People who lost money in TelexFree Inc., the alleged $3 billion global Ponzi scheme, will be able to start filing claims online starting April 1. But any payments will take much longer.

The trustee in the bankruptcy of the former Marlborough- and Brazil-based company said the system will help handle a vast volume of information. TelexFree is believed to be the largest Ponzi fraud ever in terms of participants, with 1.9 million people in 240 countries.

The claim system will be available in three languages -- English, Spanish, and Portuguese -- and will have online videos to assist claimaints, according to the trustee, Stephen Darr.


But alleged victims will likely have to wait months more for any potential repayments. Federal authorities have seized about $150 million in assets from the former company and its owners. But those funds will not be available until a verdict is reached in the government’s criminal case against them.

Darr also is trying to get more money back for victims. He is suing 15,000 US residents and 78,000 people abroad who reaped profits improperly in TelexFree. In a Ponzi scheme, new participants’ money is used to pay off earlier participants.

The company purported to sell Internet phone service but brought in most of its money from people who purchased “accounts” of $1,400 each, prosecutors have alleged. As investors spread the word to friends and family, the enterprise ballooned in size.

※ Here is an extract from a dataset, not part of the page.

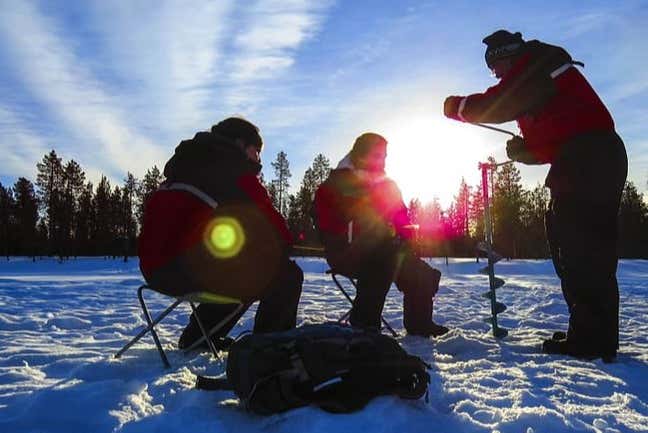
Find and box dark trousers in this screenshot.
[188,260,304,338]
[545,130,627,353]
[327,240,441,335]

Claimants can seek only the money they put into TelexFree, the court has ruled, not the profits they were promised. Even then, there isn’t nearly enough money to cover all the losses.

The trial is scheduled to start in October. James Merrill of Ashland and Carlos Wanzeler, formerly of Northborough, both face civil and criminal fraud charges in the case. Merrill is out on bail with a GPS monitoring device; Wanzeler has taken refuge in his native Brazil, and US authorities have been negotiating to bring him back for the trial in Massachusetts.

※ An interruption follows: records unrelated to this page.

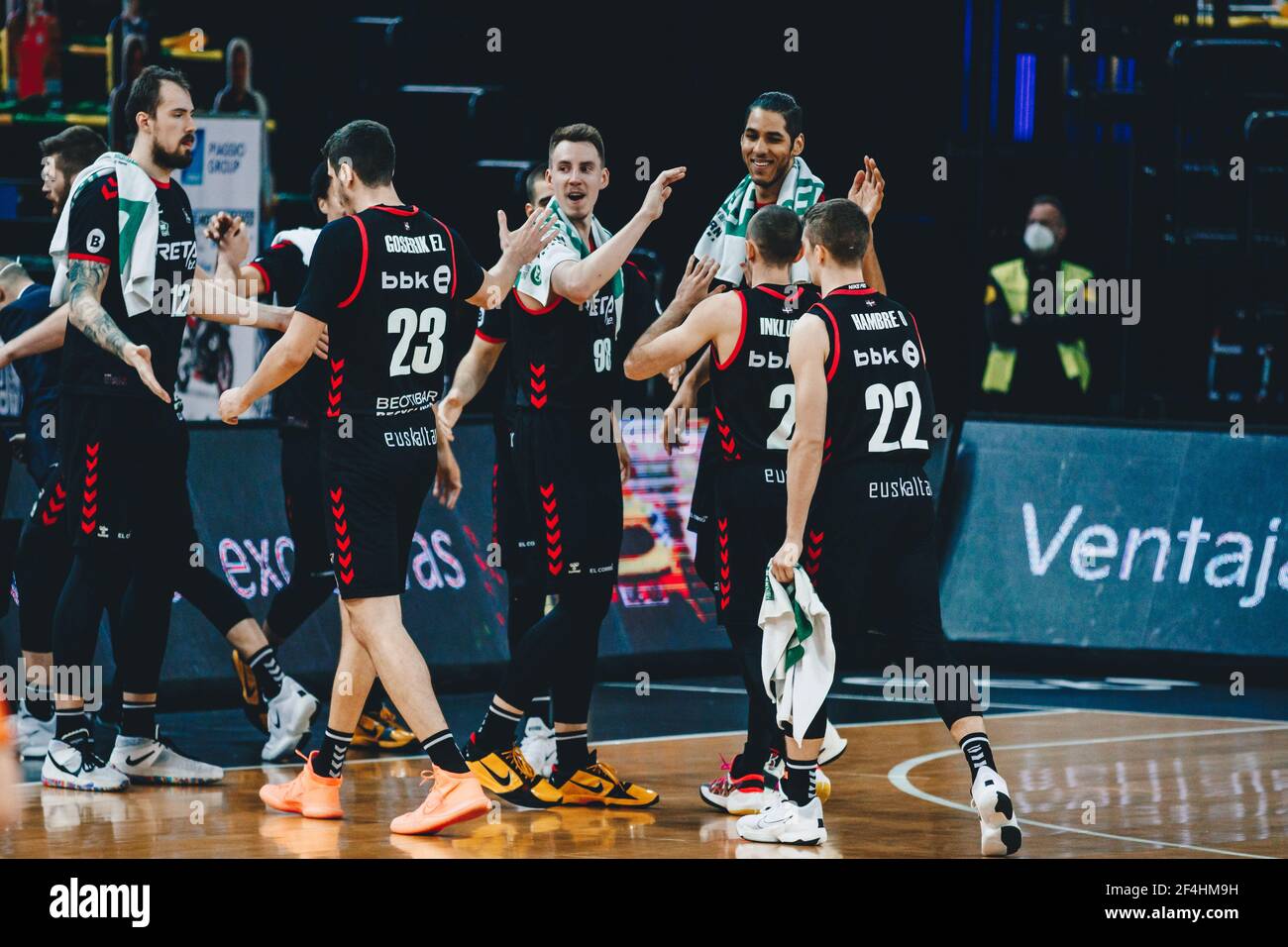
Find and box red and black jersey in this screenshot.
[510,263,622,423]
[248,228,329,428]
[808,282,935,466]
[297,205,483,447]
[61,174,197,398]
[708,283,818,464]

For TelexFree’s alleged victims, it’s been a long wait already. The company filed for bankruptcy protection in April 2014.

A federal judge in January approved the trustee’s recommendation of BMC Group Inc. of Seattle to build the claims system within 60 days. The firm will be paid $187,500 in two parts, plus $7,500 a month to host the website, according to court records.

Sorting through the claims will be an enormous process, said Darr, who has heard from alleged victims from Chelsea and Framingham to Russia and China. He has also been contacted by lawyers saying they represent large groups, including 60,000 people in South Africa.

As part of the claim process, Darr said, payments will have to be approved by the Office of Foreign Assets Control, part of the US Department of the Treasury, to ensure the money is not being paid to terrorists or traffickers.